Wolverines aren't very common animals, if I was to come across one I would let it go.


----------



## mh454 (Jul 2, 2004)

I had an uncle that saw one a few years ago (north central part of ND).


----------



## Snow Hunter (Nov 16, 2004)

I saw a wolverine last year near Aneta, ND. I thought that it was a **** from a distance but when I got closer I realized it was much too large and look like a wolverine. I was hunting geese early season do there and saw him by a drainage ditch when we were leaving. I had never seen one before, besides in a zoo.


----------



## TANATA (Oct 31, 2003)

That site also shows that this is none in Minnesota either, when I know for a fact their is. Things look pretty bad.


----------



## MOSSBACK (Jun 10, 2004)

My brother saw two last year one eating on a dead beaver in the Binford Mchenry area and another in the Hannaford area. He talked to a game warden who said wolverines are not that uncommon but it is rare to see one.


----------



## Remmi_&amp;_I (Dec 2, 2003)

I need to see a picture of one taken in ND. I'm not saying I don't believe you, because I do. I just want to see a picture of one in the wild !


----------



## smalls (Sep 9, 2003)

Is there a place to see if there are documented sightings? Mossback, any chance that those two were the same animal...Binford really isn't all that far from Hannaford.

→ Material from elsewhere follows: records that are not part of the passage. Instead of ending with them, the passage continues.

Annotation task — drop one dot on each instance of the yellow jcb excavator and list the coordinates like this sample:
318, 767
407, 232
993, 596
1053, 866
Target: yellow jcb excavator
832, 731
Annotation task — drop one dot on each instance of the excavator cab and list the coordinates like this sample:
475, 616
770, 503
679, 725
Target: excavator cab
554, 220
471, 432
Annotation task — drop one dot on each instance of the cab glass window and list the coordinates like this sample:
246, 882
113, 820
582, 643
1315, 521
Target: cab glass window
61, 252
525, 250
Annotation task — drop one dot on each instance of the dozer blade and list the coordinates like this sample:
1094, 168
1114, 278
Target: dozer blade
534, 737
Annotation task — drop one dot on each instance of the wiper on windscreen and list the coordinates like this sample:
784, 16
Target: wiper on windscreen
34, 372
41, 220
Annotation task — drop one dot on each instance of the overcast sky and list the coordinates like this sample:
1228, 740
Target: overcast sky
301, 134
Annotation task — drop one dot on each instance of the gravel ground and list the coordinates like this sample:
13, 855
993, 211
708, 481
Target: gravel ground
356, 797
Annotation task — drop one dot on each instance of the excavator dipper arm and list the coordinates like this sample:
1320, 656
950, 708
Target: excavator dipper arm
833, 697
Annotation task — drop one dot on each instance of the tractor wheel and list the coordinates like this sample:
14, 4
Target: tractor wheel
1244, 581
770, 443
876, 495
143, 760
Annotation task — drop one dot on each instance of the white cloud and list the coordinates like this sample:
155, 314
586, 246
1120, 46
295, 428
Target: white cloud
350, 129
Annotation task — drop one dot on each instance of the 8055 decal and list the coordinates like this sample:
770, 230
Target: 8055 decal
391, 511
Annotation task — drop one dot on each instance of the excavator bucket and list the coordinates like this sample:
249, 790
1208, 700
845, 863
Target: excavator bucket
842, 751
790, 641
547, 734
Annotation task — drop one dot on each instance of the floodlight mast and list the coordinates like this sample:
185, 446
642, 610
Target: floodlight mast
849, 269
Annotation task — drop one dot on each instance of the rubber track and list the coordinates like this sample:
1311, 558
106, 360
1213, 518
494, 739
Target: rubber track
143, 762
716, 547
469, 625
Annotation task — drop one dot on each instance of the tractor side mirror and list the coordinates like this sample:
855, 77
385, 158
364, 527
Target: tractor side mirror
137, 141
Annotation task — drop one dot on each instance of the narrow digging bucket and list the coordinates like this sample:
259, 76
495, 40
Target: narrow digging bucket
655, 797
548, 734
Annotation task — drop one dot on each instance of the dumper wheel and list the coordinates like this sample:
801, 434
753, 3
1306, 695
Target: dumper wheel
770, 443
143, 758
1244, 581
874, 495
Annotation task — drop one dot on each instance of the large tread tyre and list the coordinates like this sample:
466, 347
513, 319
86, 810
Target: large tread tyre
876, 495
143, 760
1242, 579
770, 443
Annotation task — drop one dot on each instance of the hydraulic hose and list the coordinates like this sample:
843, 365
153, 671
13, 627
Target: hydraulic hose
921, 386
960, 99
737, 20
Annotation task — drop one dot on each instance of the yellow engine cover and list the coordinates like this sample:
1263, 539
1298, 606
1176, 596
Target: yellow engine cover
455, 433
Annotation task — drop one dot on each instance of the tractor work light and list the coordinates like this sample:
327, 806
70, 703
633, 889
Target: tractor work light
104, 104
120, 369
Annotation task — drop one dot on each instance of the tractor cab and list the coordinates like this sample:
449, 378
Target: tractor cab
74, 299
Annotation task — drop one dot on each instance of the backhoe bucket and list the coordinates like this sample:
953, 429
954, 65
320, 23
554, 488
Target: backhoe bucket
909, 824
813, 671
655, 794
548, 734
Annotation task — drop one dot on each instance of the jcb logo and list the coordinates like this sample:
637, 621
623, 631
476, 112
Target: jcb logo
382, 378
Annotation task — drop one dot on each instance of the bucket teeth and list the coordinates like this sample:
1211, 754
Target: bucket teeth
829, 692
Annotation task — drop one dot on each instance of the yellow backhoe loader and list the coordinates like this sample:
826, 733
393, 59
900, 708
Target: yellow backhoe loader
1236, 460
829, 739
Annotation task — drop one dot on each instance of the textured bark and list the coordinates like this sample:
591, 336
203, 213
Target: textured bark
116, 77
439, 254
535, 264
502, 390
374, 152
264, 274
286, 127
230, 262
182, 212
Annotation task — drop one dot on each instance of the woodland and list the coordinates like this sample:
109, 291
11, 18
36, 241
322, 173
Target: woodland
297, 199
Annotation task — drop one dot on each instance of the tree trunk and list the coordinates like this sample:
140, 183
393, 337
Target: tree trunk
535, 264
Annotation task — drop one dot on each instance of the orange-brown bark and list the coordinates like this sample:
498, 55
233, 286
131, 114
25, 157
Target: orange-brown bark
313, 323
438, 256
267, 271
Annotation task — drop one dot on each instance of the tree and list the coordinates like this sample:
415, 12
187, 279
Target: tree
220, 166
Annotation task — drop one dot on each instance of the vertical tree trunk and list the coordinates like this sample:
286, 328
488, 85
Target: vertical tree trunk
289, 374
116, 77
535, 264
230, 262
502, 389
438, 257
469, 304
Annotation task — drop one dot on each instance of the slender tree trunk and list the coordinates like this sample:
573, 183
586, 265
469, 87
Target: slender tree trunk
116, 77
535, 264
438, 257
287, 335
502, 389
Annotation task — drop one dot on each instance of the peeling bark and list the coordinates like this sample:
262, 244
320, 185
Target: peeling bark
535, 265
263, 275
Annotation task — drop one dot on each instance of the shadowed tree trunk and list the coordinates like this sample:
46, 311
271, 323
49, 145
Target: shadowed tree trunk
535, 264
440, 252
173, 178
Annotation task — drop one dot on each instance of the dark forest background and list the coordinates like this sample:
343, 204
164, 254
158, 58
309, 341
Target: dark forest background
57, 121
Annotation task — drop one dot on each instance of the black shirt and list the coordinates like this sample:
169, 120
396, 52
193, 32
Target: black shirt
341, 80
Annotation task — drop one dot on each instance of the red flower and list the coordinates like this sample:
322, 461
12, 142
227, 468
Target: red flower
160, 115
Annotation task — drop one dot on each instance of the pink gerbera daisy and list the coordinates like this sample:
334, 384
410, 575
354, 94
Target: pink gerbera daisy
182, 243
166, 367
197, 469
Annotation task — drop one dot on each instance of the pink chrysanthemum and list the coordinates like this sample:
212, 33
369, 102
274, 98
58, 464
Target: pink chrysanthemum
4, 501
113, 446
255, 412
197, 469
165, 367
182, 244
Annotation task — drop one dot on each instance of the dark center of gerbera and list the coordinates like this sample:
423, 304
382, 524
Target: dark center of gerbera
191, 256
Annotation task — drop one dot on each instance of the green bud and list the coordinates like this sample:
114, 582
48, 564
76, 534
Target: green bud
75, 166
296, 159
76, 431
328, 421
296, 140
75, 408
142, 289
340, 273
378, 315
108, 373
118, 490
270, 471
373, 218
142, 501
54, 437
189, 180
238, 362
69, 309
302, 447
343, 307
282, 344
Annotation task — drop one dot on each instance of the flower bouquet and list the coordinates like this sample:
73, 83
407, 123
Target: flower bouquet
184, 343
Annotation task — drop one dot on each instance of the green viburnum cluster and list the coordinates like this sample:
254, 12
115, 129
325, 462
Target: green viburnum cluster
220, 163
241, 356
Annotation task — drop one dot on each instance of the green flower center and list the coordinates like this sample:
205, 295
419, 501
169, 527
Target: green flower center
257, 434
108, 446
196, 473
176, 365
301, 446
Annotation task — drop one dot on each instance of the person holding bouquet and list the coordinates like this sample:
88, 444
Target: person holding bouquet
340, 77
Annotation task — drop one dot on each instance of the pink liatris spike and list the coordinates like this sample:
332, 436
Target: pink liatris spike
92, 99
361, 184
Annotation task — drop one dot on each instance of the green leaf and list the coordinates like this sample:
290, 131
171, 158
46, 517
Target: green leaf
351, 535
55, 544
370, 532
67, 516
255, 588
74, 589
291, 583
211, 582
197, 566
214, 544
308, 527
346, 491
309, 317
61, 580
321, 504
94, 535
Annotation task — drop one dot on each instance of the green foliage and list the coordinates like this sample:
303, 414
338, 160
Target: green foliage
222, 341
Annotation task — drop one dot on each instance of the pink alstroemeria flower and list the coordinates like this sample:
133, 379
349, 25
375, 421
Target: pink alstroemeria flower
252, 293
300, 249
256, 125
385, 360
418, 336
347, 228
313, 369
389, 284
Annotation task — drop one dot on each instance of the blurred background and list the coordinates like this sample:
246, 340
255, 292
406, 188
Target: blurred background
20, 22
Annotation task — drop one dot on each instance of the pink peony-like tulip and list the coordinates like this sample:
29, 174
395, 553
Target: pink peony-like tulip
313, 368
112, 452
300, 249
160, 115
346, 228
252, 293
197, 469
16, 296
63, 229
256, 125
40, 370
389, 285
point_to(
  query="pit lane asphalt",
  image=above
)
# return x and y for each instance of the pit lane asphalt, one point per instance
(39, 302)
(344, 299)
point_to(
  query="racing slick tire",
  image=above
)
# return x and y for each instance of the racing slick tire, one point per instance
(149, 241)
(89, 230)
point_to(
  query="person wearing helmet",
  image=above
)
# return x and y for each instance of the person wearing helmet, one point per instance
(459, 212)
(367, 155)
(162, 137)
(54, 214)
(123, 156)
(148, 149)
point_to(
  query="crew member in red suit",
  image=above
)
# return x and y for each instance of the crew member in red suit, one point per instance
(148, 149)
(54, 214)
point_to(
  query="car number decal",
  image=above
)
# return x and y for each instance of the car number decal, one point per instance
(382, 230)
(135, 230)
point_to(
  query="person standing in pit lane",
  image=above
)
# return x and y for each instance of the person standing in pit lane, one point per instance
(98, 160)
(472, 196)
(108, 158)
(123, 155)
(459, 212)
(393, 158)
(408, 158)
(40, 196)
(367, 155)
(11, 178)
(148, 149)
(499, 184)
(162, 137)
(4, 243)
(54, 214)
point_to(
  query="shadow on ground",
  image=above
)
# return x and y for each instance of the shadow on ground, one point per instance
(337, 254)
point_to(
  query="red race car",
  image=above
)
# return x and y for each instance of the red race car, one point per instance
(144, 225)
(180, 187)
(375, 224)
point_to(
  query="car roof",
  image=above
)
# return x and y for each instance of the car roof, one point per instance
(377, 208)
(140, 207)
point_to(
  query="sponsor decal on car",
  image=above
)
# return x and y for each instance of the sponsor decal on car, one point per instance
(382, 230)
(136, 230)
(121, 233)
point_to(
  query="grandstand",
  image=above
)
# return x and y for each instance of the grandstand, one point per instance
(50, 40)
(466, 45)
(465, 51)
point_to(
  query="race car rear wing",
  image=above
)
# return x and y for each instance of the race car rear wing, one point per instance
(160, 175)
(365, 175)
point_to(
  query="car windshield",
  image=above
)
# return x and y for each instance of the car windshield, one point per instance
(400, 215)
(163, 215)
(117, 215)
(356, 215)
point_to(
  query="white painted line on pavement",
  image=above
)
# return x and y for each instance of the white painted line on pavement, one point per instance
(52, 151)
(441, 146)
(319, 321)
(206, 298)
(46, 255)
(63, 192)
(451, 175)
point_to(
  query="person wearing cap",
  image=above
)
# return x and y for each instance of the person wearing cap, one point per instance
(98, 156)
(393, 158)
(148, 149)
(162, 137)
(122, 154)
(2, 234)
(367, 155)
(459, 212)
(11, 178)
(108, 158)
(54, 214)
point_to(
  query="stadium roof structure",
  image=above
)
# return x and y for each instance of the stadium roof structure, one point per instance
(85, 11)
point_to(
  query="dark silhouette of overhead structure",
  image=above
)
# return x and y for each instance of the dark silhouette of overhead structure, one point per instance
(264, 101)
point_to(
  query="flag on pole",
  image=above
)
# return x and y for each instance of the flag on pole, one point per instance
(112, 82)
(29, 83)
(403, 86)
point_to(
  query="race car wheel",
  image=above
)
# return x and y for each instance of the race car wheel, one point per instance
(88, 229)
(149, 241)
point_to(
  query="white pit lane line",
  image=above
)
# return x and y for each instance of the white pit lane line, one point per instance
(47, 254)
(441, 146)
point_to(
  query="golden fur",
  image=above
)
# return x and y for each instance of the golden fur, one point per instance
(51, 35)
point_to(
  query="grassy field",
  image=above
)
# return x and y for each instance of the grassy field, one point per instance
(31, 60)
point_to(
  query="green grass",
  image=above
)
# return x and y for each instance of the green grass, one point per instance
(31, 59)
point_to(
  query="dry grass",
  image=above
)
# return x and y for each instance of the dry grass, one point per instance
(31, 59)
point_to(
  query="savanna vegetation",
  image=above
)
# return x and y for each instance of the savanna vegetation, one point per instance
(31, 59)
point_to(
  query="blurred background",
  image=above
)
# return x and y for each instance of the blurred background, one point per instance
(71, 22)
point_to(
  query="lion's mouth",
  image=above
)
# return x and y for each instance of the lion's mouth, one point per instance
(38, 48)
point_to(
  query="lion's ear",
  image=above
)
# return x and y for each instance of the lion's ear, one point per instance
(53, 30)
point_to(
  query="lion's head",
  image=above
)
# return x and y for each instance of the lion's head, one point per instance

I am not saying it can't and hasn't happened, but I am skeptical. But then again we had a black bear run across our home quarter 3 years ago (sighted, photographed, documented).


----------



## 870 XPRS (Mar 12, 2003)

on a similar note, tough week in fantasy for smalls


----------



## smalls (Sep 9, 2003)

It ain't over til it's over!

I have a prayer and a dream with vinitari and patten. Of all the weeks for deltaboy to suck, it had to be against you...


----------



## MOSSBACK (Jun 10, 2004)

The two areas he saw them were quite a few miles from each other but I suppose it's possible he had also heard about the one around Aneta which could have been the one he saw in the hannaford area. Who knows? but I do know for a fact they were real sightings too bad he did'nt have a camera.


----------



## SiouxperDave25 (Oct 6, 2002)

Shoot, shovel and shut up! :lol:


----------



## TANATA (Oct 31, 2003)

SiouxperDave25 said:


> Shoot, shovel and shut up! :lol:


I don't know about hiding it, if I get it "legally" that would be pretty sweet to mount. Wish we had more so we could get tags.


----------



## Trapper62 (Mar 3, 2003)

Wolverines are protected in North Dakota, they are listed under the Fur Bearer section. If one is trapped it is to be released or turned over to the G&F.

I have released badgers from traps and they are mean enough! Game and fish can come and release it. If harvested in other means it needs to be turned over to G&F also.

I believe that these are actual sitings. I have had a couple very upstanding outdoorsman tell me about sitings by my place. I have never seen them, but do believe they are here. I think that they mainly tell me because I do a lot of trapping and snaring!


----------



## adokken (Jan 28, 2003)

Well if there are wolverine in your area you should be able to find tracks if we do get any snow this winter.


----------